Un logement insalubre ?

Au numéro 37 rue de Dunkerque à Armentières, lieu du drame, l’immeuble paraît vétuste. Dans les couloirs, des vitres cassées n’ont pas été remplacées et des fils électriques dépassent des murs, sans protection. Fatima évoque des fuites d’eau régulières dans son logement, plusieurs fois signalées à l’association gestionnaire. « Le propriétaire m’avait dit que ce logement était insalubre », confirme l’un des locataires de l’immeuble. Des accusations que le directeur du Graal conteste : « Il n’y a aucun souci de sécurité sur le logement. Nous ne sommes pas des marchands de sommeil. »
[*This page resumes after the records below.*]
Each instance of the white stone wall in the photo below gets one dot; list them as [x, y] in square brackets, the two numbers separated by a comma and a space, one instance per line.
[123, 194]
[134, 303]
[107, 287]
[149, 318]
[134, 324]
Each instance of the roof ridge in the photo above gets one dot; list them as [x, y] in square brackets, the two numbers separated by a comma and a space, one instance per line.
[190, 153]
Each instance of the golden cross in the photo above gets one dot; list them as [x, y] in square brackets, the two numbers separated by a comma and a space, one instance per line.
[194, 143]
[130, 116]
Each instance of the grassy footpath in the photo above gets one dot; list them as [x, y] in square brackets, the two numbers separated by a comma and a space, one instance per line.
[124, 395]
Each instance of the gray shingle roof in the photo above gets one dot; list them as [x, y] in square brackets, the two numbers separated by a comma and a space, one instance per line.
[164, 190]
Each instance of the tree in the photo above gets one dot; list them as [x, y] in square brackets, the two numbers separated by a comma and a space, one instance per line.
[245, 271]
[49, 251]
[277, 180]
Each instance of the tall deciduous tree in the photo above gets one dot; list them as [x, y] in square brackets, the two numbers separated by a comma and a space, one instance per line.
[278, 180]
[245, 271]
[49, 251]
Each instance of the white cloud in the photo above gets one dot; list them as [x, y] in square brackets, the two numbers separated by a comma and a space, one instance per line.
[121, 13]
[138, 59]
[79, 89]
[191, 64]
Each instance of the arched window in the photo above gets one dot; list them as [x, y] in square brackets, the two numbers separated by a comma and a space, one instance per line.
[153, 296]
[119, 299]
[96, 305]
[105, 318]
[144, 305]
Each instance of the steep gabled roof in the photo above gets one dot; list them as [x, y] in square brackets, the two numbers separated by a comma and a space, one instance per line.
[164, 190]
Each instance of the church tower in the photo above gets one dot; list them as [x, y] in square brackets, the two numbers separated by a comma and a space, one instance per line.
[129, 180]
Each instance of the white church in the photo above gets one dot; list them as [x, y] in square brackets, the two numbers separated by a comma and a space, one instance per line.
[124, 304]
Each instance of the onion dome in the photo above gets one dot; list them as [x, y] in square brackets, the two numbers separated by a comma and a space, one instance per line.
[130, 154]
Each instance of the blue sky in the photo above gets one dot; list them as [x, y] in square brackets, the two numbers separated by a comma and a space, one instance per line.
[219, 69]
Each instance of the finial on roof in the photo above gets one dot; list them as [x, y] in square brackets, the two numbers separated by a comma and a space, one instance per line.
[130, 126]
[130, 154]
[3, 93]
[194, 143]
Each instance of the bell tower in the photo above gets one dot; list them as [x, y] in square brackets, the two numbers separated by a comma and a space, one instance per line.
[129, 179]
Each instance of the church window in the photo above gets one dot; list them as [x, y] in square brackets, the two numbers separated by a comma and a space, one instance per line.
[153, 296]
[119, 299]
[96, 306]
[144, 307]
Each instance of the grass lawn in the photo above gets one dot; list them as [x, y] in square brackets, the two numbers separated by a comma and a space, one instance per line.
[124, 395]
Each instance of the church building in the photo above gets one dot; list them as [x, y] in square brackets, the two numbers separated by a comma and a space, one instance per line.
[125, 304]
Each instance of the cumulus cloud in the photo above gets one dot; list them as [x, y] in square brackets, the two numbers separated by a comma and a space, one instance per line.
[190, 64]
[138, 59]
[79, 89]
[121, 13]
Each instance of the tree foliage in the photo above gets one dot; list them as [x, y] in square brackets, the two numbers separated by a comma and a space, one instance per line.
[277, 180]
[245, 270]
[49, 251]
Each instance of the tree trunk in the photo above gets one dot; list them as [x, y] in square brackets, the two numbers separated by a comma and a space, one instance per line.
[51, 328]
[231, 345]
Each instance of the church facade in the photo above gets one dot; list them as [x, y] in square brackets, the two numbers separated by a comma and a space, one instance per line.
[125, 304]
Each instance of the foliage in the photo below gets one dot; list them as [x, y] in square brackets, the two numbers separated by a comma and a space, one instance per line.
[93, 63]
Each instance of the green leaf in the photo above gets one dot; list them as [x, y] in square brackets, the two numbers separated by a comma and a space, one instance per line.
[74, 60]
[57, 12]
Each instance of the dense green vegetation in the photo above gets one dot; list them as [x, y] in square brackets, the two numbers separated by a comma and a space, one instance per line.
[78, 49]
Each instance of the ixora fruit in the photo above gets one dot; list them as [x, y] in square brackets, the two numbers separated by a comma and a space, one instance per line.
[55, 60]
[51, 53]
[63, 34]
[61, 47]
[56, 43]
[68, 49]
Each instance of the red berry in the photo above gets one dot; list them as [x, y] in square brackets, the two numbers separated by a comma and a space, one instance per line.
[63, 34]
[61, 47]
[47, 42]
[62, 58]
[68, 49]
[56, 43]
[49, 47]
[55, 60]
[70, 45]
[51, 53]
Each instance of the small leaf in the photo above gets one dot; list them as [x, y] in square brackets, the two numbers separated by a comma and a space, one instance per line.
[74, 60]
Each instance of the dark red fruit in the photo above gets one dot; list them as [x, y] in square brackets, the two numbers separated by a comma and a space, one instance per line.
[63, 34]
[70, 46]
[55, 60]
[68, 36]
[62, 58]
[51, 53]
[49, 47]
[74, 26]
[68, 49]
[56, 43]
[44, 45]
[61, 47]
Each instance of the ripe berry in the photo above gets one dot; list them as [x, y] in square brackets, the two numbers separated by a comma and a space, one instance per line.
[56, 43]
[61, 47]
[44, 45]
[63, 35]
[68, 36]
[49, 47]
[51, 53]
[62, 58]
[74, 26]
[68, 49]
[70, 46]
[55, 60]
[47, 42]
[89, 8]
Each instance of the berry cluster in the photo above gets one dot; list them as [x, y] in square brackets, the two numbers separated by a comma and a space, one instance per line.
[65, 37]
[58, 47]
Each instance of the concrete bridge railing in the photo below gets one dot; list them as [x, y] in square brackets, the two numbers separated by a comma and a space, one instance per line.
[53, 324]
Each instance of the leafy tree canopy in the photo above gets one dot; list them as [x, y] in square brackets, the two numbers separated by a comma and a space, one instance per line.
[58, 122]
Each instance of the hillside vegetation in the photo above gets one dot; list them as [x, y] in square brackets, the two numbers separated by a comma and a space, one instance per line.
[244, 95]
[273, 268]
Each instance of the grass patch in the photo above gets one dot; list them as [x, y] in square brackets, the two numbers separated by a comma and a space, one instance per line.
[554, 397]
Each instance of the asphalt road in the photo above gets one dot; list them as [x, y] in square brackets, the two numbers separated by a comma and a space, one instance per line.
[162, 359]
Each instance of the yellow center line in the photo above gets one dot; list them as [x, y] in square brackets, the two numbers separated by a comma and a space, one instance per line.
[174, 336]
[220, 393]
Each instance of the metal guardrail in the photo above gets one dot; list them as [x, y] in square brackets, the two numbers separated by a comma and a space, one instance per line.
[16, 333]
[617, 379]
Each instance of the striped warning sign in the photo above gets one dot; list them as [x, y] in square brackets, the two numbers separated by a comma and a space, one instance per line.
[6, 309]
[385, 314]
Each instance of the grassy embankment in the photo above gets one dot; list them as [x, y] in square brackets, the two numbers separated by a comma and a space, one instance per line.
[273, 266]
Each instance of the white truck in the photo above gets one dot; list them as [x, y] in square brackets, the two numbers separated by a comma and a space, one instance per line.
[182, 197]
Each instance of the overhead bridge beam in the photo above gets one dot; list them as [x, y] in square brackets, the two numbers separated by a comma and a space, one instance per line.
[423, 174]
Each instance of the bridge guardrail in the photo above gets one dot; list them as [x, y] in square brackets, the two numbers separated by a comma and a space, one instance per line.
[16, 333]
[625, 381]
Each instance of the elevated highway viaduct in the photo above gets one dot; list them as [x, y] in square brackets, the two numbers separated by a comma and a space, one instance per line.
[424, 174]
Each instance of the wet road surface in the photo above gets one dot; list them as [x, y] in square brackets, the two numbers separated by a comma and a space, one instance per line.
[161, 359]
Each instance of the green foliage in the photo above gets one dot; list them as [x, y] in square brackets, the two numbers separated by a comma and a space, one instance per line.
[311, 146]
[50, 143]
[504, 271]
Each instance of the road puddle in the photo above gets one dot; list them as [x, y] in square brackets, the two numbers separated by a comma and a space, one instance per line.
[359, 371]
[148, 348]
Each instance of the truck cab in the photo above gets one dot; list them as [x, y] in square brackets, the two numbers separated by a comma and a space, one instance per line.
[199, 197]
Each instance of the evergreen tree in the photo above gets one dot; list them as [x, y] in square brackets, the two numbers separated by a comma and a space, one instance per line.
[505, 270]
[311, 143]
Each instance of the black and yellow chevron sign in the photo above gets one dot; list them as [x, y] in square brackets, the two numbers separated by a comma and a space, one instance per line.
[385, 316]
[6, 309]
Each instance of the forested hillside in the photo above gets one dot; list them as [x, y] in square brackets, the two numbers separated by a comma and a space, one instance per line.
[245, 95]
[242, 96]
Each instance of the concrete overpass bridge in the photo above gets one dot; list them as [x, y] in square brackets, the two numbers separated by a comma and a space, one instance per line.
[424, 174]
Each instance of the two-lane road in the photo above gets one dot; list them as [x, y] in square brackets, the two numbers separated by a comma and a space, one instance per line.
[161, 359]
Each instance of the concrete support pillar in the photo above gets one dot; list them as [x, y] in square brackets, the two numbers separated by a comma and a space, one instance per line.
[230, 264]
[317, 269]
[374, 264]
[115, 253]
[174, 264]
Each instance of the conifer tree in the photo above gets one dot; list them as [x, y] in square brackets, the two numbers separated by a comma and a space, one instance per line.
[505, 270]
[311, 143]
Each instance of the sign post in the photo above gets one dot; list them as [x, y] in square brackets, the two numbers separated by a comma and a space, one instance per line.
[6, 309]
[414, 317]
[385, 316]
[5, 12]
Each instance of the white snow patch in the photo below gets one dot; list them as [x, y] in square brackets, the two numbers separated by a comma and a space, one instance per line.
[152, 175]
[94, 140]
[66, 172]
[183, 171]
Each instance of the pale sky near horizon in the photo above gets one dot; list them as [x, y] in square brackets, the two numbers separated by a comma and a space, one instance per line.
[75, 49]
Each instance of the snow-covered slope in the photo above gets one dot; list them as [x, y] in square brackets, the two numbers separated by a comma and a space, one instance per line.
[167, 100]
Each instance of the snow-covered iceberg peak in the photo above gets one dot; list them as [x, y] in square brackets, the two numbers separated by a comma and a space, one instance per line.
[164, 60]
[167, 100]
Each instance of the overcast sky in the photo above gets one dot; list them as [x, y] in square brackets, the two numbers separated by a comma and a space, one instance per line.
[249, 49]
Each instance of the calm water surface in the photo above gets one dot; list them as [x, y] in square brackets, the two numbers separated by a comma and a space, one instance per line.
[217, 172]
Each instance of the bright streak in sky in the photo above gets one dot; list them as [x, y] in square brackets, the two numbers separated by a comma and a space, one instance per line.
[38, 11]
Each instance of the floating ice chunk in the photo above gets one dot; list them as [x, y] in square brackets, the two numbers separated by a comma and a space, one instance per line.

Au numéro 37 rue de Dunkerque à Armentières, lieu du drame, l’immeuble paraît vétuste. Dans les couloirs, des vitres cassées n’ont pas été remplacées et des fils électriques dépassent des murs, sans protection. / Crédits : Jeremie Rochas

D’après nos informations, une enquête administrative diligentée par l’Inspection environnementale de la mairie d’Armentières serait en cours pour s’assurer du respect des normes de sécurité dans l’immeuble. La mère du nourrisson a été depuis relogée par la métropole de Lille avec ses deux enfants :

« Je ne peux pas retourner dans mon logement, j’ai trop de souvenirs avec ma fille. Mais je veux rester proche pour aller la voir au cimetière. Je ne veux pas qu’elle se sente abandonnée. »

(1) Contactée, EDF dit avoir appris le drame « avec une immense tristesse ». L’entreprise assure qu’un service minimum a été maintenu dans le logement d’une puissance de 1kVA [kilowattheure] mais « le rétablissement à pleine puissance » n’a pas pu s’exécuter faute de remboursement.

La préfecture du Nord n’a pas répondu à nos sollicitations.